Memories and forgetfulness | Babelia

“When time is only speed, instantaneousness and simultaneity; while the temporal, understood as historical events, has disappeared from existence (…) the questions will return: for what ?, towards where ?, and then what? ”. This reflection of Martin Heidegger, perhaps the most renowned philosopher of the 20th century despite his Nazi militancy and his incomprehensible connection to Hitler, is paradoxically related to the demand of historical memory on the evolution of Europe, irremediably marked by the Holocaust. The solitude and silence that the coronavirus pandemic imposes give us in exchange that temporality that the German thinker demanded. It may be the occasion to read Amnestics, the work of Géraldine Schwarz which won the European Book Award and reached Spanish bookstores a few months ago.
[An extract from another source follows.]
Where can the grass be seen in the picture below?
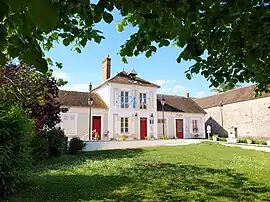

From an investigation into the behavior of his family before, during and after World War II, he illuminates us about the complicity of the German people in the anti-Semitic persecution, but also about the fact that, in his opinion, it was Germany the European nation that has probably best worked the historical memory of a 20th century dishonored by itself until depravity.

Perhaps it has been Germany that has best worked the memory of a twentieth century dishonored by itself until the depravity

Aside from personal incidents, Schwarz recounts the passive, and sometimes active, complicity of the middle classes in Europe and America with the anti-Jewish policies that preceded the massacre and the horror of the war. It also points to the voluntary oblivion in which the Bonn and Paris Governments buried for decades the vindication of the victims and the consequent punishment of the victimizers, to end up making a brilliant analysis of the current situation on the continent, where the far-right formations are greening. Also in Germany, although in his opinion this is the country in which democratic institutions are most deeply rooted today and arouse greater consensus due, above all, to the work that has been done on historical memory. This has not been built only from top to bottom, by governments, official historians and groups of victims, but has been intervened by many actors who “have emphasized the process that transforms a normal citizen into a persecutor or at least in a sympathizer ”.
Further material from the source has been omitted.